Versatile Macrocyclic Platform for the Complexation of [ nat Y/ 90 Y]Yttrium and Lanthanide Ions.

We report a macrocyclic ligand (H 3 L 6 ) based on a 3,6,10,13-tetraaza-1,8(2,6)-dipyridinacyclotetradecaphane platform containing three acetate pendant arms and a benzyl group attached to the fourth nitrogen atom of the macrocycle. The X-ray structures of the Y L 6 and Tb L 6 complexes reveal nine coordination of the ligand to the metal ions through the six nitrogen atoms of the macrocycle and three oxygen atoms of the carboxylate pendants. A combination of NMR spectroscopic studies ( 1 H, 13 C, and 89 Y) and DFT calculations indicated that the structure of the Y L 6 complex in the solid state is maintained in an aqueous solution. The detailed study of the emission spectra of the Eu L 6 and Tb L 6 complexes revealed Ln 3+ -centered emission with quantum yields of 7.0 and 60%, respectively. Emission lifetime measurements indicate that the ligand offers good protection of the metal ions from surrounding water molecules, preventing the coordination of water molecules. The Y L 6 complex is remarkably inert with respect to complex dissociation, with a lifetime of 1.7 h in 1 M HCl.

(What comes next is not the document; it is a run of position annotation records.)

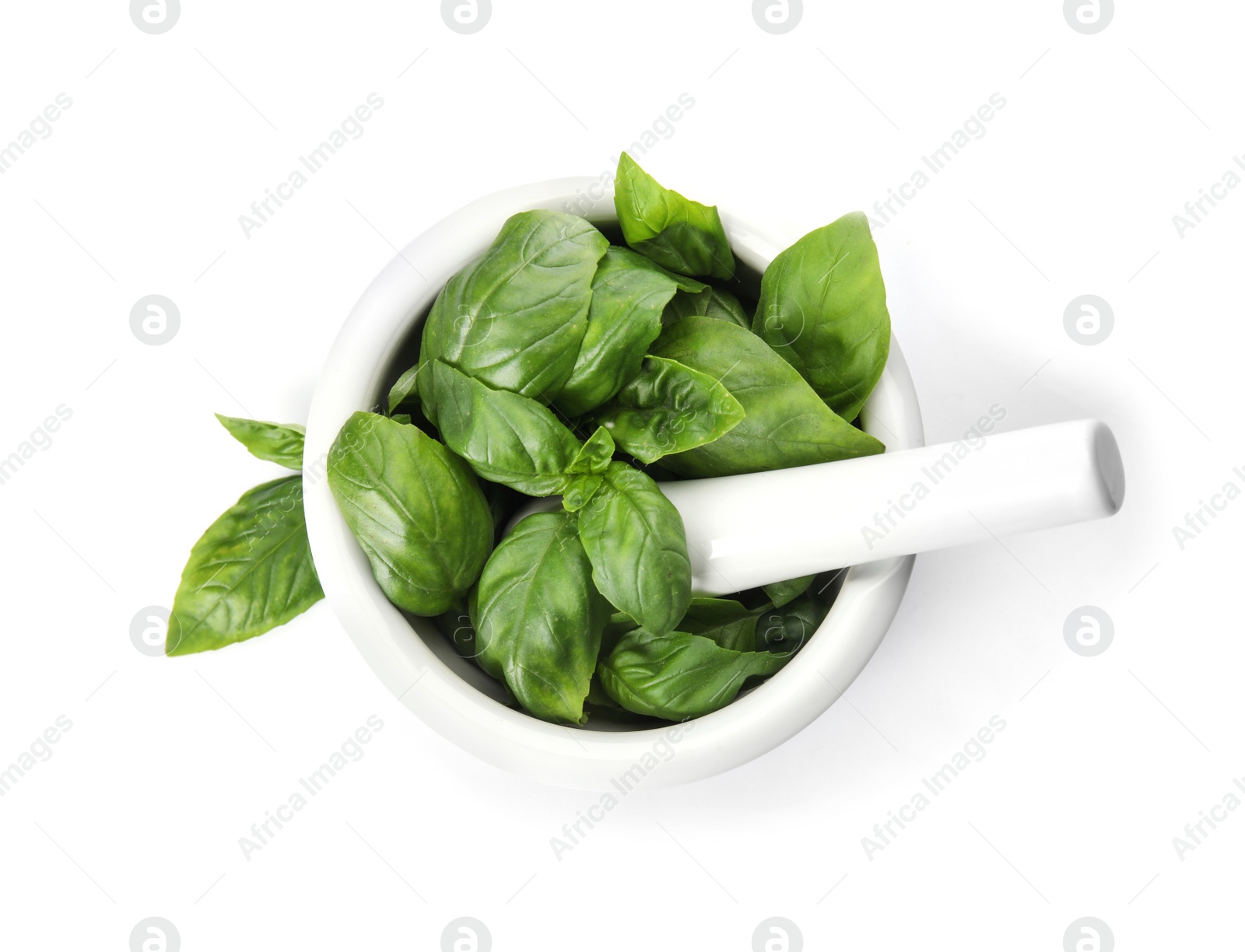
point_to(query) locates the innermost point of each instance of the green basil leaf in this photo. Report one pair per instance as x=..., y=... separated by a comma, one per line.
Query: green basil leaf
x=669, y=408
x=516, y=317
x=538, y=618
x=589, y=466
x=622, y=320
x=782, y=593
x=635, y=541
x=595, y=454
x=506, y=437
x=626, y=255
x=415, y=508
x=679, y=676
x=688, y=304
x=784, y=632
x=823, y=309
x=725, y=306
x=724, y=621
x=458, y=628
x=784, y=425
x=249, y=572
x=275, y=442
x=675, y=232
x=406, y=390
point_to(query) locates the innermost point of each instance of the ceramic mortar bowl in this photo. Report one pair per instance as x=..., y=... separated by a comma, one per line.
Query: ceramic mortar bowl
x=452, y=695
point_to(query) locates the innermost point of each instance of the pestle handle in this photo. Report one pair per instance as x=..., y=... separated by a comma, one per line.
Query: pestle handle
x=763, y=528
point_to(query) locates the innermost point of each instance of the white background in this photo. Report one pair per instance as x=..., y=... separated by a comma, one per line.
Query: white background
x=139, y=191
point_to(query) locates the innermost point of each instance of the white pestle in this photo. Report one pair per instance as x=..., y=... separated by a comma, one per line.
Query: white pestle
x=763, y=528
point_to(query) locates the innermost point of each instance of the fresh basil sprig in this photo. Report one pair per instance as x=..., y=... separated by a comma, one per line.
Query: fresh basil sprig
x=252, y=569
x=558, y=365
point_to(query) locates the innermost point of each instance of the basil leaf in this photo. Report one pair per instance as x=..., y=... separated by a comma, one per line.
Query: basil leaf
x=724, y=621
x=635, y=541
x=725, y=306
x=784, y=425
x=538, y=618
x=786, y=632
x=823, y=309
x=593, y=460
x=595, y=454
x=406, y=390
x=669, y=408
x=626, y=255
x=676, y=233
x=415, y=508
x=249, y=572
x=458, y=628
x=516, y=317
x=275, y=442
x=782, y=593
x=686, y=304
x=679, y=676
x=504, y=437
x=622, y=320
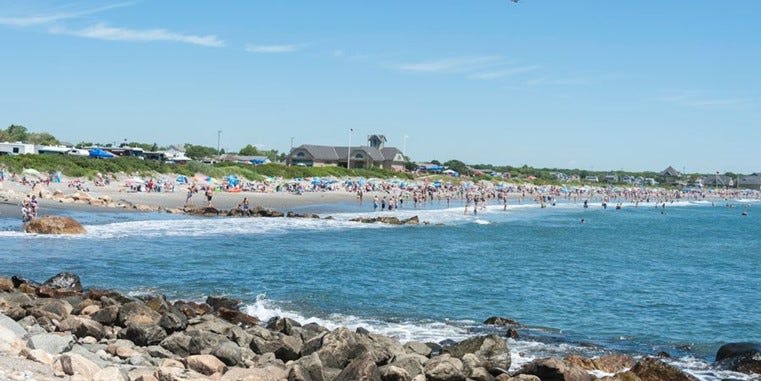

On the other hand, complex formation is fast (∼1 min at pH 5.4, 2 × 10 -5 M). Studies using the 90 Y-nuclide confirmed fast radiolabeling since [ 90 Y]Y L 6 is nearly quantitatively formed (radiochemical yield (RCY) > 95) in a short time over a broad range of pH values from ca. 2.4 to 9.0. Challenging experiments in the presence of excess ethylenediaminetetraacetic acid (EDTA) and in human serum revealed good stability of the [ 90 Y]Y L 6 complex. All of these experiments combined suggest the potential application of H 3 L 6 derivatives as Y-based radiopharmaceuticals.